If the summit is a victory lap for Kim Dae Jung, it is more like a coming-out party for North Korean leader Kim Jong Il.
Observers will be trying to ascertain whether Kim Jong Il is taking North Korea in a new direction or trying to squeeze more food, fuel, and cash from an eager talking partner. More fundamentally, they will be trying to divine who he really is.
South Korea's intelligence agency had long portrayed North Korea's leader - officially the chairman of the National Defense Commission - as a world-class oddball. The agency described him as a reclusive binge drinker who pulled the strings behind deadly terrorist attacks.
So South Koreans were shocked when their president told a Japanese television interviewer in February that "Kim [Jong Il] has a level of judgment, knowledge, and discernment befitting a [national] leader." The comment was the beginning of a charm offensive and re-appraisal of the North Korean.
Analysts now credit Kim Jong Il for surviving what they assume to be a Byzantine political world in Pyongyang and pulling off the first Communist hereditary succession in history.
Long groomed for leadership by his father, Kim Il Sung, the son reportedly held the real power in North Korea even before the elder Kim died in 1994.
Despite reports of a thwarted coup attempt in 1995 and several years of famine, Kim appears to have solidified his control over the country, although he is still considered beholden to the military.

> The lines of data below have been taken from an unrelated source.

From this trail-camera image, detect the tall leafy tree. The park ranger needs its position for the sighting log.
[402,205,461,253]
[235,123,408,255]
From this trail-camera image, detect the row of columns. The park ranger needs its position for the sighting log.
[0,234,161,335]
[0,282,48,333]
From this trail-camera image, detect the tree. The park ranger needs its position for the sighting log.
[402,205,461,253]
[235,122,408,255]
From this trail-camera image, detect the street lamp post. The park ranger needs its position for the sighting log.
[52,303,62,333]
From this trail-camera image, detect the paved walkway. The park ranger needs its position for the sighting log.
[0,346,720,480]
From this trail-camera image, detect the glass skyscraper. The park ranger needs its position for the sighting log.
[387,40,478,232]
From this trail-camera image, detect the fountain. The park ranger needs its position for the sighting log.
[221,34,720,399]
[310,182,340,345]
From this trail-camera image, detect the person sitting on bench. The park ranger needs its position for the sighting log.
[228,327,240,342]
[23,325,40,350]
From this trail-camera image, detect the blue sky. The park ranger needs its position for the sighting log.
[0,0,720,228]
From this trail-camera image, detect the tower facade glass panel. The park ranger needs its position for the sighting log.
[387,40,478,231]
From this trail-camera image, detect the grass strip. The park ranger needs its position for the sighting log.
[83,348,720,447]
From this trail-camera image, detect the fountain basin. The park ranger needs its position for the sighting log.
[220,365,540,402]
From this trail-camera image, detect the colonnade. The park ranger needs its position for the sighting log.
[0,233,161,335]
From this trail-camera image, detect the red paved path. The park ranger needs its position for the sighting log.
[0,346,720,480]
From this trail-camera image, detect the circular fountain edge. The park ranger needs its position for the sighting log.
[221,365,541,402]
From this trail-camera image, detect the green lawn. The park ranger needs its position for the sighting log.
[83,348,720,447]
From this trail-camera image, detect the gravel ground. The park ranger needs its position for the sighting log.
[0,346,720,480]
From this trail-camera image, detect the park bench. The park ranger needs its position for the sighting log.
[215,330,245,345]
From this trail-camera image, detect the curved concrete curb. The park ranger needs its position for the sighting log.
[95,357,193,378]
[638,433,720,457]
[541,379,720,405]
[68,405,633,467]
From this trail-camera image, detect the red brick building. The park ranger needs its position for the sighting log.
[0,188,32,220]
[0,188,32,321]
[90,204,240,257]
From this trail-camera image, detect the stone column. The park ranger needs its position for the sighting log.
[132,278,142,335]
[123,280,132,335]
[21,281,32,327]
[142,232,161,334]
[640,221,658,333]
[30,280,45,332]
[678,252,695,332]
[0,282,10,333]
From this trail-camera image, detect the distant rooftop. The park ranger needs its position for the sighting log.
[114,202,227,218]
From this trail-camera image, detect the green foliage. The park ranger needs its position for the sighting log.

His initial cooperation with South Korea may have taught him that a gradual opening is more manageable than the economic collapse and threats to his regime that might result from keeping North Korea closed. The summit, say analysts, is happening because Kim Jong Il feels confident enough to have it.
His visit to Beijing last month - his first trip abroad in 17 years - helped reinforce his new image. Kim met with with President Jiang Zemin and visited a computer factory, saying he hadn't realized how far China had come.
"On meeting Kim Jong Il for the first time, the [Chinese] Communist Party leaders decided that Kim was not as radical and bent on war as they previously feared," says a Chinese official and North Korea expert who asked not to be identified.
He says that Kim was behind the North's lashing out at China for introducing free-market reforms two decades ago, when "Beijing was labeled a traitor to the world socialist movement."
The Chinese official says that Kim has modeled his ruling style after Chairman Mao Zedong, and has repeated the worst mistakes Mao made during his 1949-76 reign.
"North Korea is now in the middle of [their versions of a] Great Leap Forward [when collectivization led to millions of deaths from famine] and a Cultural Revolution," when Mao destroyed most of his fellow revolutionaries and ruled through a brutal personality cult.
"But Kim knows that his policies have caused widespread starvation, and he is starting to realize that he must reform North Korea's economy," the official continues.
And even though the North Korean leader presides over one of the most isolated nations on the planet, the official adds, "Kim Jong Il likes to surf the Internet and watch satellite TV."